Kona have really embraced the idea of creating tough, dependable road machines that can take a few knocks and come back fighting.
The Honky Tonk is one such bike, and it comes at an affordable price. But that doesn't mean that the Vancouver bike builders haven't skimped on the details.
- BUY IF… You want a retro-styled steel steed capable of commutes and much more
The Honky Tonk's frame is made from a basic steel with a fine reputation - Reynolds 520. Manufactured under licence in Taiwan, it is mechanically-butted to save weight and maintain strength. The frame's tubes are combined with a lugged crown fork, beneath a deep, lustrous black paint finish that features retro-style graphics. The bike certainly appears to be a more exclusive offering than its £899 / $1,100 price and simple TIG-welded joints suggest.

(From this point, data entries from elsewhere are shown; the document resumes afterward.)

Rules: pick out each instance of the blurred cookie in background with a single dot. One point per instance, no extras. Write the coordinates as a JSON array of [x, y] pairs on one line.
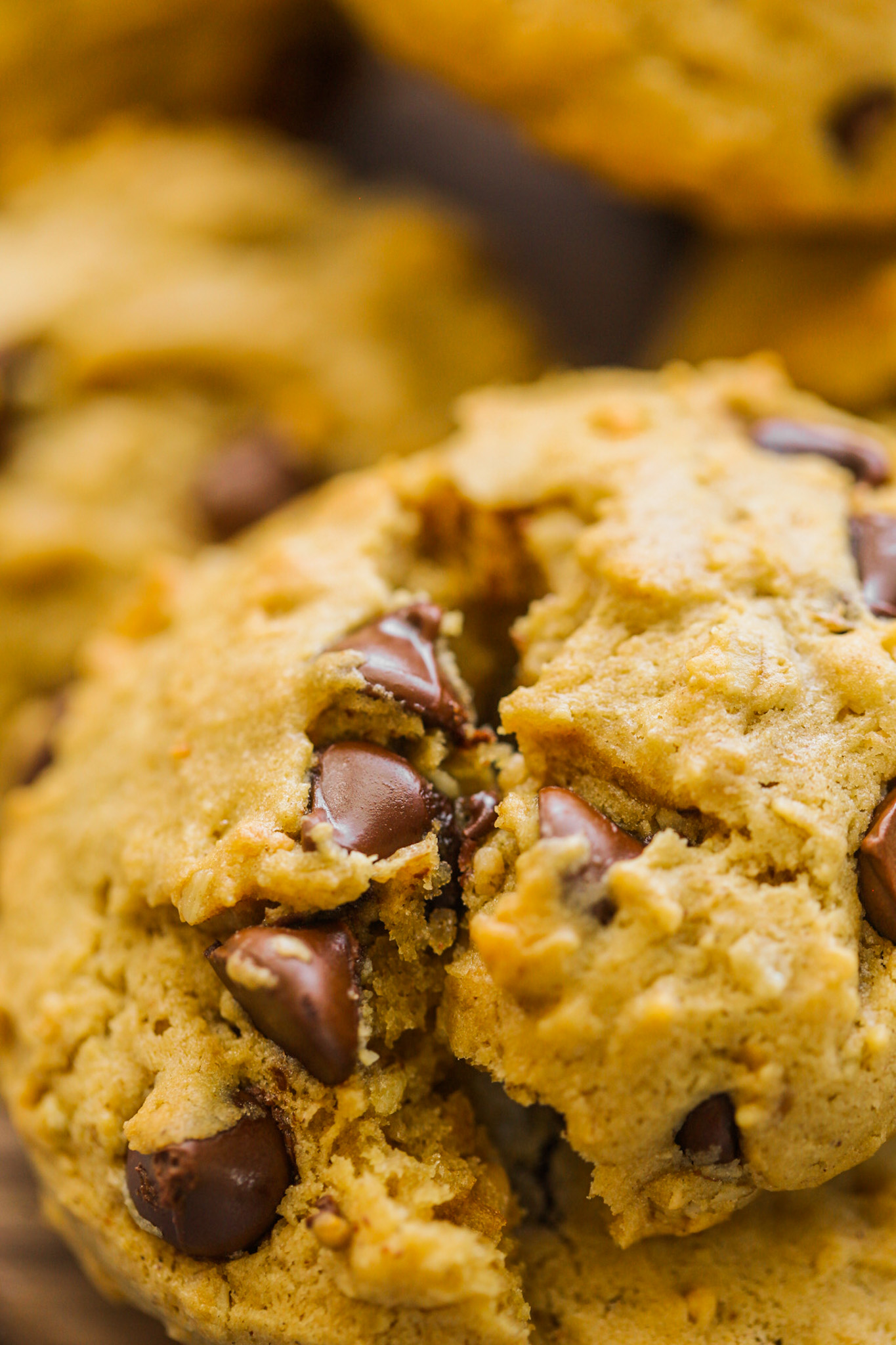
[[194, 327], [747, 116], [66, 62], [828, 307]]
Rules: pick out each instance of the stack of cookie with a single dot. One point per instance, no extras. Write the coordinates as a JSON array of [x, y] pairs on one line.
[[456, 902]]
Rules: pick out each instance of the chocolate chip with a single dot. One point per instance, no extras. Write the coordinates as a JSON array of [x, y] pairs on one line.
[[860, 119], [710, 1133], [373, 799], [299, 988], [874, 541], [249, 479], [399, 658], [863, 456], [878, 870], [217, 1196], [562, 813], [477, 816]]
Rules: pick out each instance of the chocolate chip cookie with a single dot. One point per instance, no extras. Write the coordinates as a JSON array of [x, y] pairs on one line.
[[747, 116], [563, 748], [194, 327], [829, 309], [809, 1266]]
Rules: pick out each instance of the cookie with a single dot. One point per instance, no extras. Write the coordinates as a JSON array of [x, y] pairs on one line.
[[829, 309], [744, 118], [66, 62], [707, 678], [281, 868], [802, 1268], [195, 326]]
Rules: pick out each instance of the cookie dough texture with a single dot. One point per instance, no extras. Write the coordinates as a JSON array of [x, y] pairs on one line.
[[65, 62], [748, 115], [694, 658], [828, 309], [165, 294], [702, 669], [800, 1268]]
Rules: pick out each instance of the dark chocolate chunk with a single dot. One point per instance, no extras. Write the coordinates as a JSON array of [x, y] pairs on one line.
[[299, 986], [217, 1196], [477, 817], [373, 799], [874, 541], [710, 1133], [399, 658], [562, 813], [860, 454], [249, 479], [878, 870], [859, 120]]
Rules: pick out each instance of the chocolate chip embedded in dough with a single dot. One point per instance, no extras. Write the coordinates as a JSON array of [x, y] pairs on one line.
[[249, 479], [859, 454], [878, 870], [399, 658], [562, 813], [860, 119], [477, 816], [373, 799], [217, 1196], [710, 1133], [874, 541], [300, 989]]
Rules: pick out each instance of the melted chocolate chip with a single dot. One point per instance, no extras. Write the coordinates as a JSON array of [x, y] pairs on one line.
[[218, 1196], [878, 870], [860, 119], [477, 817], [249, 479], [562, 813], [710, 1133], [874, 541], [859, 454], [399, 658], [373, 799], [299, 988]]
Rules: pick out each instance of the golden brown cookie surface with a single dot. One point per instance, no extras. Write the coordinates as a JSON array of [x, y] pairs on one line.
[[196, 326], [274, 805]]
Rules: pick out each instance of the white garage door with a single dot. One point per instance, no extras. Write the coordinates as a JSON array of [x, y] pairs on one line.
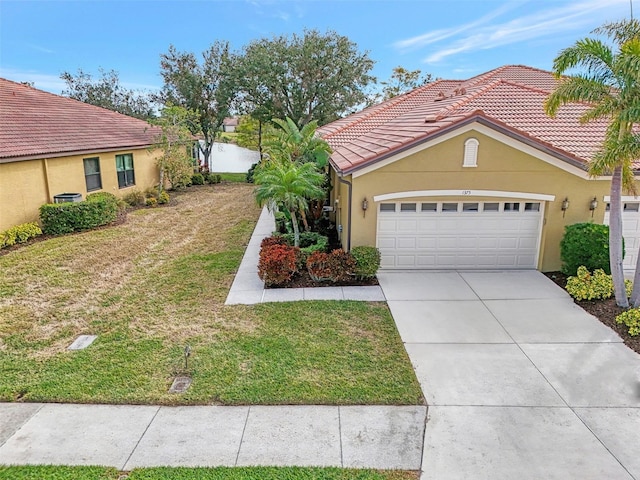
[[630, 232], [457, 234]]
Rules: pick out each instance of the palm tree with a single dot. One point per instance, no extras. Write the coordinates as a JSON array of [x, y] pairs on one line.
[[298, 145], [611, 87], [290, 185]]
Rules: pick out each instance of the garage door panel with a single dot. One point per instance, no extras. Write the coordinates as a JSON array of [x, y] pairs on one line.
[[427, 242], [406, 242], [407, 226], [386, 243], [387, 225], [466, 239], [406, 260]]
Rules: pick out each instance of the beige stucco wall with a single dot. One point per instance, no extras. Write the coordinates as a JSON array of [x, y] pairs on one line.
[[500, 168], [26, 185]]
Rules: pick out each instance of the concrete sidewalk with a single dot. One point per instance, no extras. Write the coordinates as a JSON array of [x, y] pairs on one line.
[[126, 436], [248, 289], [520, 381]]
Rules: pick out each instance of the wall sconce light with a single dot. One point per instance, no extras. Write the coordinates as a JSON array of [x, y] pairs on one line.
[[565, 206], [593, 205]]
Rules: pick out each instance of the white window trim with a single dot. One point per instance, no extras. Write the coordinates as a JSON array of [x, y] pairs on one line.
[[470, 158]]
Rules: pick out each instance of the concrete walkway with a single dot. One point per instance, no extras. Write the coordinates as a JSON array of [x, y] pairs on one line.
[[521, 383], [126, 437], [248, 289]]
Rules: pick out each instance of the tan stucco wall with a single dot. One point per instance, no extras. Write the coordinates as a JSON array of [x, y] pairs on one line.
[[500, 168], [24, 186]]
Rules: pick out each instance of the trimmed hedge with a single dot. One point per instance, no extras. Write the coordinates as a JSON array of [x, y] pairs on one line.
[[98, 209], [585, 244], [19, 234]]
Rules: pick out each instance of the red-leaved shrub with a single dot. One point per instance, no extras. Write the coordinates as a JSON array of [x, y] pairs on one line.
[[336, 266], [273, 240], [277, 264]]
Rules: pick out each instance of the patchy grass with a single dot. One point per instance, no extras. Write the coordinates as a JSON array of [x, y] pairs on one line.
[[157, 283], [218, 473]]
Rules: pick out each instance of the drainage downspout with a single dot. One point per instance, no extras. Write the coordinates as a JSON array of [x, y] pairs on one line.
[[348, 184]]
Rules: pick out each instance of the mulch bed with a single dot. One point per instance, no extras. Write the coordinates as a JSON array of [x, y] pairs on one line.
[[303, 280], [604, 310]]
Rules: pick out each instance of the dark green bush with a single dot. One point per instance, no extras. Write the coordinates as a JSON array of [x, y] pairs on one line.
[[251, 172], [585, 244], [19, 234], [163, 198], [367, 261], [197, 179], [135, 198], [98, 209]]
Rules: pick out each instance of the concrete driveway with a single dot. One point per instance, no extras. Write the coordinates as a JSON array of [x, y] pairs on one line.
[[521, 383]]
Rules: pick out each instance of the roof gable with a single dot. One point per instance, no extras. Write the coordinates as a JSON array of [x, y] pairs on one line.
[[36, 124], [510, 98]]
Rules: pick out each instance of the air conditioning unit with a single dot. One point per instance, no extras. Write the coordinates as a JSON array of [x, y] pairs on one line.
[[67, 197]]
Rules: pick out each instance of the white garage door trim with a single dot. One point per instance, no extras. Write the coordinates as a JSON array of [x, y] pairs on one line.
[[460, 234], [464, 193], [630, 229]]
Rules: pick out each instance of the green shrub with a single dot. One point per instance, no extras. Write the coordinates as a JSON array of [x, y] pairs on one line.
[[336, 266], [135, 198], [197, 179], [590, 286], [585, 244], [98, 209], [19, 234], [251, 172], [631, 318], [151, 192], [367, 261], [277, 264], [163, 198]]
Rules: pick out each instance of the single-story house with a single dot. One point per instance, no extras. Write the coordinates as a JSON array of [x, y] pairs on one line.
[[50, 145], [470, 174]]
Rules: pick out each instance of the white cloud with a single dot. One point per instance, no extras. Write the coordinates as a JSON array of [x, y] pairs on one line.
[[444, 33], [483, 35]]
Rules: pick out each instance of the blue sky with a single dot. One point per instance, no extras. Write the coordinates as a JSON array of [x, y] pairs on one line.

The choice of components are more in line with the price though. Shimano’s new Sora levers are low down in the gearing hierarchy, although they do feature the dual-lever shifting of pricier groups. Rear shifts are quick and slick, helped by the simple cable route exiting from the side of the shifter. Shifting at the front is noticeably slower. It requires a lot of lever swing to upshift and half a crank's rotation too long for the chain to settle.
The slim, shallow drop bars are comfortable to hold and feel flex-free. We had no problems with the Kona-branded saddle either – it's slim and channelled, with a swept down nose.
The Honky Tonk rolls on WTB Freedom Racine Elite rims, built onto basic Formula hubs. Despite the hefty hubs and fat 28c tyres, they didn’t show the weight we expected and they performed well, after a few early pings and creaks. They were helped by the Continental Ultra Sport 28 tyres which offer some cushioning while remaining tough and as grippy as you like in the wet. Someone at Kona certainly knows how to spec a bike correctly – tyres like this wouldn’t be out of place on a bike twice the price.
The Honky Tonk is full of character. It's not a racer's rig, or even the ideal candidate for a fast winter trainer, but it's a highly accomplished cruiser with a lovely, lively sprung frame and smooth wheels. We spent hours on back lanes and byways enjoying its plush ride.
Because of its weight, It won’t be a bike you’ll attack the climbs on, but it's a fine place to be for descents. It gives a real feeling of solidity, and those great tyres make short, surefooted work of tight corners.
The Honky Tonk is a traditional tourer with upstart retro looks and smart handling, and with its value price, we reckon it's the ideal steel commuter. We’d add mudguards and a rack and use it for commuting, and save the great outdoors for the weekend – it might just encourage your inner explorer to become more active.